Graphes existentiels, calcul floral, théorie des topes [LSC]
Pablo Donato
Istituto Grothendieck
https://www.lix.polytechnique.fr/Labo/Pablo.DONATO/
Date(s) : 27/02/2025 iCal
11h00 - 12h30
Traditionnellement, la théorie de la démonstration s’est établie comme une
branche de la logique symbolique: elle incarne par excellence l’idéal
hilbertien selon lequel tout concept mathématique peut être representé comme
une suite finie de symboles, le raisonnement se réduisant alors à la
manipulation séquentielle de ces symboles. Toutefois plusieurs évolutions
récentes tendent à démontrer qu’une analyse plus fine de la structure des
démonstrations est possible à l’aide de représentations graphiques ou
diagrammatiques : on peut citer les réseaux de preuves de Girard en logique
linéaire, les diagrammes de cordes en logique catégorique, ou encore les
combinatorial proofs de Hughes.

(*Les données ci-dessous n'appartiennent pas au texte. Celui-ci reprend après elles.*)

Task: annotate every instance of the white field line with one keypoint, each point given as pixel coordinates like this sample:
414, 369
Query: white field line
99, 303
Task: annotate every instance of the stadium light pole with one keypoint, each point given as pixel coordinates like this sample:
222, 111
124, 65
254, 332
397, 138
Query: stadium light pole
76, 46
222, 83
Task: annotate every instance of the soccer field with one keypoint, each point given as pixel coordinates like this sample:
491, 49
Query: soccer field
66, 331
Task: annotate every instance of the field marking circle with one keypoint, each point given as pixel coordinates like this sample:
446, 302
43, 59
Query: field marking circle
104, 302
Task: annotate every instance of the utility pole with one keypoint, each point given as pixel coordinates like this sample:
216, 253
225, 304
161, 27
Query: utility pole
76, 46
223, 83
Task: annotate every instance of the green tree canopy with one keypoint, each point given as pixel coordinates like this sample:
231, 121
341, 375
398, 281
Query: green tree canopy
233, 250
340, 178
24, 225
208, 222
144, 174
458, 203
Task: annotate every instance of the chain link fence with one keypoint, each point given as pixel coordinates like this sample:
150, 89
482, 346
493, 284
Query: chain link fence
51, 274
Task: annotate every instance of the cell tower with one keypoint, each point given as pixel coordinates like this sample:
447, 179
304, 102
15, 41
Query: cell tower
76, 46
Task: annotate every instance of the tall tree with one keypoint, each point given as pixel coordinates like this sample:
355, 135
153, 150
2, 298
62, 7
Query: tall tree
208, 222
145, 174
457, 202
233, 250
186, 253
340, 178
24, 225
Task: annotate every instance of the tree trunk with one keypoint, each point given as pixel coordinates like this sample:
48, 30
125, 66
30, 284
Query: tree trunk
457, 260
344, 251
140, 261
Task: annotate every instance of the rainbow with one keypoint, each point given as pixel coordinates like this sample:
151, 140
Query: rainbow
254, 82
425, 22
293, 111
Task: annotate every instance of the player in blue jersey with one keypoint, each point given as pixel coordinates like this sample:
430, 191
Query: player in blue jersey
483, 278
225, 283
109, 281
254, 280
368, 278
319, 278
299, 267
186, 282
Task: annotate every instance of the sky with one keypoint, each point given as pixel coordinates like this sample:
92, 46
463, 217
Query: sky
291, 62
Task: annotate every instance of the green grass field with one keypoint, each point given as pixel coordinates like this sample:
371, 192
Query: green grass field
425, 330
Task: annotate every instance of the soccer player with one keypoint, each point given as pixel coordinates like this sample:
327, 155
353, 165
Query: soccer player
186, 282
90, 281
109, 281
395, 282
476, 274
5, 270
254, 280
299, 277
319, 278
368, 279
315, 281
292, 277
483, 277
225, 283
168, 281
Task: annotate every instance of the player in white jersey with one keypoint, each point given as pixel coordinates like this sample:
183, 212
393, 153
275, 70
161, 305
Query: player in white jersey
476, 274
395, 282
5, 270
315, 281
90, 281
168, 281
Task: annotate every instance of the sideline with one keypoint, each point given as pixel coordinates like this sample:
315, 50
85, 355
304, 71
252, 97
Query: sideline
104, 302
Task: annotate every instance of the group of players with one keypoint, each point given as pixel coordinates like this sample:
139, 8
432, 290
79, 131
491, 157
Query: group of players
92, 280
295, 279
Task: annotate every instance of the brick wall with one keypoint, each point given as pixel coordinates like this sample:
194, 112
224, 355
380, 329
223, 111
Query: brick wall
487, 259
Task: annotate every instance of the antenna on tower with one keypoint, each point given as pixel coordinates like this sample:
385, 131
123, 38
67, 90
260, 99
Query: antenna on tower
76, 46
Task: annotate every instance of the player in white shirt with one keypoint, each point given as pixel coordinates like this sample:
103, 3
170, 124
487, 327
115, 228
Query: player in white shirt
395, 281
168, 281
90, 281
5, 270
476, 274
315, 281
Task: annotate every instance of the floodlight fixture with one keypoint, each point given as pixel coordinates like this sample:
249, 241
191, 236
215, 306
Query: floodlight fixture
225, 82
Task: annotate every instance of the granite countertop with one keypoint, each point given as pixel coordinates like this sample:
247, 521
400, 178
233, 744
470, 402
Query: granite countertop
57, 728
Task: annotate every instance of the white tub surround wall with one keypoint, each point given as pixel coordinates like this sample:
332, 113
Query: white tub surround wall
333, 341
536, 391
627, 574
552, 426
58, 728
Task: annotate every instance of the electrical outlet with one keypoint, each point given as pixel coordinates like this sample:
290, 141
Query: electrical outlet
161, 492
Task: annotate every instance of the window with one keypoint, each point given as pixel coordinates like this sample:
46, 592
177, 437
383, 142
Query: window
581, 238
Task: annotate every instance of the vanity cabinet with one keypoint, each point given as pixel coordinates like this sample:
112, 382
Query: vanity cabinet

L’idée est de s’abstraire de la séquentialité
arbitraire forcée par les symboles, en plongeant les preuves dans l’espace pour
mieux comprendre leur géométrie. Toutefois ces recherches se concentrent
essentiellement sur la structure des démonstrations terminées, en oubliant le
processus de manipulation séquentiel qui a permis leur construction. Cela pose
un obstacle à l’application de ces nouvelles méthodologies à la preuve assistée
par ordinateur, qui repose fondamentalement sur la manipulation de
démonstrations partielles.
Pour résoudre ce problème, nous explorons un formalisme diagrammatique oublié
des logiciens contemporains, probablement car il prédate l’existence de la
théorie de la démonstration : les graphes existentiels de C. S. Peirce.
Celui-ci repose sur une représentation purement diagrammatique et topologique
des constantes logiques telles que la conjonction, la négation et l’existence,
inspirée d’une compréhension dialogique du raisonnement un siècle avant
l’avènement de la sémantique des jeux. La démonstration est alors comprise
comme un processus dynamique de construction d’énoncés valides par réécriture
de graphes, à l’aide de quatre règles d’inférence élémentaires par insertions
et omissions de graphes arbitraires.
Nous commencerons par une présentation informelle des systèmes Alpha et Beta de
graphes existentiels pour la logique classique propositionnelle et du premier
ordre, tels qu’introduits par Peirce en 1896. Puis, motivés par notre objectif
d’application aux assistants de preuve, nous concevons le calcul floral, une
variante intuitionniste de Beta basée sur la notion de lieur où les graphes
apparaissent métaphoriquement sous forme de fleurs. Pour modéliser plus
fidèlement le processus de recherche de preuve « en arrière », nous inversons le
sens de lecture des règles d’inférence, ce qui nous permet d’identifier un
fragment analytique et entièrement réversible de règles via une sémantique de
préfaisceaux (structures de Kripke). Forts de ces avancées, nous nous éloignons
de la conception relationnelle de Peirce pour partir à la recherche d’une
interprétation computationnelle du calcul floral dans le style
fonctionnel/BHK/Curry-Howard. Nous finirons l’exposé par une esquisse du
nouveau territoire ainsi approché et baptisé « théorie des topes », au sein
duquel la distinction entre un terme et son type se trouve mise en défaut.